The Tallahassee Tide were a proposed ice hockey team in the Atlantic Coast Hockey League. The team's proposed home rink was the Tallahassee-Leon County Civic Center.

==Formation==
On March 29, 2002, Bill Coffey said that the chances of hockey returning to Tallahassee was somewhere between "100 and 110%." The ACHL officially announce their formation on April 9. David Adams was announced as the investor looking to bring a team to Tallahassee. As early as April 25, a lease deal was close to completion, but on May 1, Adams backed out of owning the Tallahassee franchise to instead be a part investor in the Orlando Seals. Coffey said the team would look local investors and that it would not hinder hockey's return. On May 30, 2002, the Tallahassee Democrat published a story saying that the lease deal would likely be done within the week, and it also mentioned that the Tallahassee franchise was now owned by Coffey.

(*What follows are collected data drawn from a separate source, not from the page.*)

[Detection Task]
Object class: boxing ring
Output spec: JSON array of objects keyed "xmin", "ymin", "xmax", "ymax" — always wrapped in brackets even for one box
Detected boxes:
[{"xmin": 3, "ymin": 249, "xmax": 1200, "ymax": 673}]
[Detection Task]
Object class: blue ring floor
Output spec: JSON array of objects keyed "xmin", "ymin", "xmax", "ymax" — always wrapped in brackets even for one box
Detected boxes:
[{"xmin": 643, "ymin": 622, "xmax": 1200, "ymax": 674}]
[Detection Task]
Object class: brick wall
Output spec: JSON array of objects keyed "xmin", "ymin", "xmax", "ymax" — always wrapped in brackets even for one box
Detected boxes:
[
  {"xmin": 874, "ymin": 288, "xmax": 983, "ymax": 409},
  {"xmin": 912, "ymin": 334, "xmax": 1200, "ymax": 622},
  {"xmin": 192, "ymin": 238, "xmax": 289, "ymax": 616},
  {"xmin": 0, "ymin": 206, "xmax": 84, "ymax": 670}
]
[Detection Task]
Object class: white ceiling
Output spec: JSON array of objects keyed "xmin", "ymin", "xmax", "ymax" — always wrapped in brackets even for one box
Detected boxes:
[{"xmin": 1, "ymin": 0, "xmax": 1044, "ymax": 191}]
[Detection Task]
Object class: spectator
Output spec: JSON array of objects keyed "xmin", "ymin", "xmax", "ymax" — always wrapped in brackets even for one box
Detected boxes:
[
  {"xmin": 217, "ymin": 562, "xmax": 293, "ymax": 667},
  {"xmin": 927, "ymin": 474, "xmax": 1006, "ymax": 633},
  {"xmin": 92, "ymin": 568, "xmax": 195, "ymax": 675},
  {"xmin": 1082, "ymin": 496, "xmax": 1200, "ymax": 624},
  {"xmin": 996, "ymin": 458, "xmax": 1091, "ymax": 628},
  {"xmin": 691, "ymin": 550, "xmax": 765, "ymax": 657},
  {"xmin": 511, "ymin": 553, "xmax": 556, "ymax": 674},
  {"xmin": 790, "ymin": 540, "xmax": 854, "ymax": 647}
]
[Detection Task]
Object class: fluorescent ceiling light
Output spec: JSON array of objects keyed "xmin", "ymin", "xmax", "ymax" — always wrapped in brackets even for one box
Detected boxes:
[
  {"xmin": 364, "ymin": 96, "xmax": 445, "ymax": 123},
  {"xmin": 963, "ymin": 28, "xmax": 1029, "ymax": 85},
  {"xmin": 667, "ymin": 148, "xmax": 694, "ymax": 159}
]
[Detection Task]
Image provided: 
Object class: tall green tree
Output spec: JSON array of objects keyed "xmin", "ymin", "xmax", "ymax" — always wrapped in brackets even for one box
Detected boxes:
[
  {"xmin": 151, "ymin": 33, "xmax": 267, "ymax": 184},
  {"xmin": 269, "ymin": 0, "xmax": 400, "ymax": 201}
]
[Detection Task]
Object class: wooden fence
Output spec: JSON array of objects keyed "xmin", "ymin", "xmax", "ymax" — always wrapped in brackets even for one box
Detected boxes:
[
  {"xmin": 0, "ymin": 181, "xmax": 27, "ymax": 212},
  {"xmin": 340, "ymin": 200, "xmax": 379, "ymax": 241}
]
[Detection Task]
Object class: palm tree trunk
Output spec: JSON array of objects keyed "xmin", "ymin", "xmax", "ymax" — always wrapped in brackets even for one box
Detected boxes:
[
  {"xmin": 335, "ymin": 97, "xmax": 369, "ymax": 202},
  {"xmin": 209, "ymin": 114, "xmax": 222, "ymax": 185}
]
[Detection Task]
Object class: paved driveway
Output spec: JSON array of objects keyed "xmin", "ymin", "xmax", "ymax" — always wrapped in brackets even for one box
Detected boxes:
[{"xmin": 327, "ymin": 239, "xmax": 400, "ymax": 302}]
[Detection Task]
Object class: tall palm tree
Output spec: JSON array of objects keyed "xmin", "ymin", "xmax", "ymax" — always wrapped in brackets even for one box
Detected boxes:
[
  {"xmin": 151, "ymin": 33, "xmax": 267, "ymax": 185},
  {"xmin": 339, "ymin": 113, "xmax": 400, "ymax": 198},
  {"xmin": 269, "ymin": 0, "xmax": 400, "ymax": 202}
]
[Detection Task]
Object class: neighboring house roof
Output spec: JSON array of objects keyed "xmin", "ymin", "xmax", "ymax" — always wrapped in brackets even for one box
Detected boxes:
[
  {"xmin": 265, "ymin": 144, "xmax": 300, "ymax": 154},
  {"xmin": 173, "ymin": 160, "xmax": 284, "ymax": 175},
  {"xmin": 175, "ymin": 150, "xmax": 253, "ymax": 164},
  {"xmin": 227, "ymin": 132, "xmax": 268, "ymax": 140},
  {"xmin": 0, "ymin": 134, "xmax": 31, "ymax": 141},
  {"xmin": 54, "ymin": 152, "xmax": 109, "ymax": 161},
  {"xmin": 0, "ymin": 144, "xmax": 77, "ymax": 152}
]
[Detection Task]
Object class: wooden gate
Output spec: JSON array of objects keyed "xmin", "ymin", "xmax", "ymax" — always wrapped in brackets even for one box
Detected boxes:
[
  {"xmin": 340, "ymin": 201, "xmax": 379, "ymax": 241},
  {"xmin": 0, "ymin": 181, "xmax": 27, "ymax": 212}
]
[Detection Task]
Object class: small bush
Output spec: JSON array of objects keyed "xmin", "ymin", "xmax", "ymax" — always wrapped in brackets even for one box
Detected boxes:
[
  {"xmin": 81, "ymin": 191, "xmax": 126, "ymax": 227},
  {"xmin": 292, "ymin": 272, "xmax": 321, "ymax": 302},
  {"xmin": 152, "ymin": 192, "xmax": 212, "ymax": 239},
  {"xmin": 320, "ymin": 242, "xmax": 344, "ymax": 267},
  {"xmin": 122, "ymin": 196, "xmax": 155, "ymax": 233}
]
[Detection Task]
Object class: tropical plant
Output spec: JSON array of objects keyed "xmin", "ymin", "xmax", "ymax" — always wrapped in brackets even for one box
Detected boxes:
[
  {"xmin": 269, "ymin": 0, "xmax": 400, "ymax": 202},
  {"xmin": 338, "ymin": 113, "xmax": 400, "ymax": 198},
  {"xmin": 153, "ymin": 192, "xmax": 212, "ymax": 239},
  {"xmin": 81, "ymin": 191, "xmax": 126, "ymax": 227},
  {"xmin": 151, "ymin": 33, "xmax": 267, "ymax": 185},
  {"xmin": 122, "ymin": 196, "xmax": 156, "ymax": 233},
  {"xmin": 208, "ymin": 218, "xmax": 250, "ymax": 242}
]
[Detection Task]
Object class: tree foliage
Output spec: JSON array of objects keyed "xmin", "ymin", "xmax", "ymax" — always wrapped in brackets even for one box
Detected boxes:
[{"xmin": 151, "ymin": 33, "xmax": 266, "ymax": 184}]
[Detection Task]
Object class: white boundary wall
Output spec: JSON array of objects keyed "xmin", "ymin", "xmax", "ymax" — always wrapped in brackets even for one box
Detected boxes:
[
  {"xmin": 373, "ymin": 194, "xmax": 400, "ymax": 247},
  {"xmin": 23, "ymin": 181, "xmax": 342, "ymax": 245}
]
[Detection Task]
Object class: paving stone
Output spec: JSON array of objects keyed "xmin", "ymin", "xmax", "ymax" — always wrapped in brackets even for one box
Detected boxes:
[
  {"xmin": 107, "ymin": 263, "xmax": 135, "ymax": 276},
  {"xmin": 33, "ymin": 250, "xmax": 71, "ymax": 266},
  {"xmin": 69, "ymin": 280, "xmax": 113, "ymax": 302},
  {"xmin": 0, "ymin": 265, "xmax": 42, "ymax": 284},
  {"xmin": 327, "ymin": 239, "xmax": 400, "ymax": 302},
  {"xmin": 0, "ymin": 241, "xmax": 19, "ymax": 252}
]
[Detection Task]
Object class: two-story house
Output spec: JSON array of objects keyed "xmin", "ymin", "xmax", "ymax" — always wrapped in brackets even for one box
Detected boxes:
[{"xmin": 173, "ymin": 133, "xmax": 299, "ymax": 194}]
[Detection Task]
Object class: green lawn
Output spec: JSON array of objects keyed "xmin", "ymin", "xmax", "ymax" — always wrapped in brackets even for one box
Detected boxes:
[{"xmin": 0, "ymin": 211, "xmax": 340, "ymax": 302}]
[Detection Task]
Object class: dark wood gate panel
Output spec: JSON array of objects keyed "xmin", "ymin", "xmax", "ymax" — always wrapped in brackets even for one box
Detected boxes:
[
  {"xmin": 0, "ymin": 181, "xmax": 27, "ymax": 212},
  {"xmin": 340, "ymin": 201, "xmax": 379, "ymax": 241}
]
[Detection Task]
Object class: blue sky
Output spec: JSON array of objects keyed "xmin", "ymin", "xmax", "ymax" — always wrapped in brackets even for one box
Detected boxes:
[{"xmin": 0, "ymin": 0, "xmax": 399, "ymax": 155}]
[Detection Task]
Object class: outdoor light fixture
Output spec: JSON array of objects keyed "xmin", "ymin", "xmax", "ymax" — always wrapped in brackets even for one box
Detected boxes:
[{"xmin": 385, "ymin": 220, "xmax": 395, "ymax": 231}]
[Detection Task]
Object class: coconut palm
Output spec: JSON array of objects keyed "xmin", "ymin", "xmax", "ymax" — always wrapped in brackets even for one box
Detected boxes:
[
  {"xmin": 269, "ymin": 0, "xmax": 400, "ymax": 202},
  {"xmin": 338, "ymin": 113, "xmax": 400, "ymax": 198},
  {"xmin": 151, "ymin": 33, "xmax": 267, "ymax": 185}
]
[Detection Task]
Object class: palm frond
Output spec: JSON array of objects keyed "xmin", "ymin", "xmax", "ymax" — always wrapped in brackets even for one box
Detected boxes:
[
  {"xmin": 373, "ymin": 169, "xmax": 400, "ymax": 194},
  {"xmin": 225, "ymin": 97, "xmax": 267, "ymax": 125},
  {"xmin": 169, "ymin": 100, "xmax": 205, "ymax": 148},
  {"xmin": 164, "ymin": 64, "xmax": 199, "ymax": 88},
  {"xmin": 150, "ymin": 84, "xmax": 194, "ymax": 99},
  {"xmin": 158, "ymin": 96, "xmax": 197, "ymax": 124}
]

One June 13, a story was published that citied the lack of office space for the team as the key bump in the road that was keeping a lease deal from being completed. Later that month, a story was published saying that the team would have a lease done in mid July. The office space was available, but Coffey decided to wait to sign and announce the lease until he announced the staff, colors, name, and logo.

Despite the press saying a lease deal was imminent, a deal still had not closed by August 8, when the Tallahassee Democrat ran a story that explained that Coffey was concerned with the amount of practice time the team would get and the dates of the home games. It also mentioned that the Civic Center had made a good faith move to allow the Tide to move into the office even without a lease.

==Demise==
On August 10, 2002, the Tallahassee Democrat ran a story stating that the Civic Center's director had grown tired of waiting for Coffey to sign a lease deal, and he had issued a scathing ultimatum saying that the Tide had until Wednesday (Aug. 14) at 5 PM to sign a lease deal. Coffey said he was still concerned with the dates available.

On August 14, when a lease had not been signed, the ACHL announced the six teams for its inaugural season, and Tallahassee wasn't on the list. Coffey said that lack of support was not the reason Tallahassee didn't get a team and that the issue was arena availability for practice time and game dates.